Gießen von Hohlfiguren

Zum Gießen von Hohlfiguren benötigt man folgende Dinge: temperierte Schokolade, Pinsel, Föhn, Abtropfgitter oder Papier und natürlich die gewünschten Formen.

Schritt 1: Vorwärmen der Formen

Verwendet man kalte Formen, so entstehen auf der Schokoladenoberfläche dumpfe Flecken und der gewünschte Glanz kann nicht erreicht werden. Deshalb werden die beiden Hälften der Formen kurz mit einem Föhn erwärmt.

Schritt 2: Auspinseln mit Schokolade

Mit einem Pinsel beide Hälften der Form mit temperierter Schokolade auspinseln. Dadurch wird der Glanz verbessert und die Entstehung von kleinen Luftbläschen verhindert. Da dieser Schritt sehr viel Zeit in Anspruch nimmt, lässt man ihn auch oft aus und geht direkt zu Schritt 3. Bei komplizierte Formen mit vielen kleinen engen Stellen ist das Auspinseln aber sehr zu empfehlen.

Schritt 3: Schließen und Füllen der Formen

Die beiden Hälften der Form mit Metallklammern fest verschließen. Dann die Form mit Schokolade füllen. Einige male mit einem Holzlöffel leicht an die Form klopfen um Luftbläschen zu beseitigen. Die Form umdrehen und die Schokolade ablaufen lassen. Dabei die Form leicht wenden, damit sich die Schokolade gleichmäßig in der Form verteilt.
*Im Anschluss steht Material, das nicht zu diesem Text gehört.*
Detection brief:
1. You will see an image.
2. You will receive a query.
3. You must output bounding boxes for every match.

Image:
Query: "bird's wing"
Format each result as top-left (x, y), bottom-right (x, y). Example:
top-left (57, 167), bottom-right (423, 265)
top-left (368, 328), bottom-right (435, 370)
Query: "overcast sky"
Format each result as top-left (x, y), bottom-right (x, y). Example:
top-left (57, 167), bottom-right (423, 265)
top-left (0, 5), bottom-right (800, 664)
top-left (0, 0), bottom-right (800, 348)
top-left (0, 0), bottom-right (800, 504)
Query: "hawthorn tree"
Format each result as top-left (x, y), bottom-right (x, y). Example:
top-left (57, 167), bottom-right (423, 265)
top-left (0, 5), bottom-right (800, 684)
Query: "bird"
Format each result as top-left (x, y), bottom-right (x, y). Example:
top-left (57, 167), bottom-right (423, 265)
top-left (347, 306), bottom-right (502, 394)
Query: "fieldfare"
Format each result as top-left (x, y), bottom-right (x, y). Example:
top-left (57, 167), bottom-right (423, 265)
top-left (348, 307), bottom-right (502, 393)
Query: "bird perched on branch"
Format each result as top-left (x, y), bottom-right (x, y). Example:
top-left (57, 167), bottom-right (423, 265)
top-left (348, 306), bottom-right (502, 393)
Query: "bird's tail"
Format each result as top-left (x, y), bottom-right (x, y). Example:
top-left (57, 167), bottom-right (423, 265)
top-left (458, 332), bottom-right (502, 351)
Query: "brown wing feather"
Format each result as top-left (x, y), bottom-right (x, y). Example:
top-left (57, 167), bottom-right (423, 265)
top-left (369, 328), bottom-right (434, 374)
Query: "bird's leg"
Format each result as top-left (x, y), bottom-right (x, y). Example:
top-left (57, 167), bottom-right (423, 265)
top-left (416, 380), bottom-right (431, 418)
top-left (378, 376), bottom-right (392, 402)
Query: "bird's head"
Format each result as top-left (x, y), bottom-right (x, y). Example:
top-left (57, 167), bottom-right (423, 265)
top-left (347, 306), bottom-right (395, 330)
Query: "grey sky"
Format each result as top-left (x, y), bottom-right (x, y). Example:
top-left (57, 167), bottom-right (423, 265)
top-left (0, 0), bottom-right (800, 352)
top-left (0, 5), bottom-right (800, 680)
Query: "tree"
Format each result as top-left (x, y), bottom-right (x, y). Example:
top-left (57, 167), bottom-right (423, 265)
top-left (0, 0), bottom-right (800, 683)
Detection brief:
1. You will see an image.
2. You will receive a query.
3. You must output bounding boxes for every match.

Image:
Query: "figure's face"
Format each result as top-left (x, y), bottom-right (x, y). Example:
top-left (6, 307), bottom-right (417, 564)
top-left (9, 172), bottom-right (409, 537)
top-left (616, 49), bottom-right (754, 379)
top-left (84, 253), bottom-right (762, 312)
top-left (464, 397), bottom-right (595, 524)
Wiederholen für dickere Figuren oder große Formen

Möchte man eine dickere Schokoladenwand zum Beispiel, weil eine große Figur sonst nicht stabil genug ist, wiederholt man Schritt 3 bis die gewünschte Dicke erreicht ist. Zwischen dem Auslaufen lassen und erneuten Füllen sollte man die Schokolade ganz leicht anziehen lassen. Nach dem erneuten Füllen gleich wieder auslaufen lassen, sonst schmilzt die schon vorhandene Schicht wieder auf und die Hülle wird nicht dicker.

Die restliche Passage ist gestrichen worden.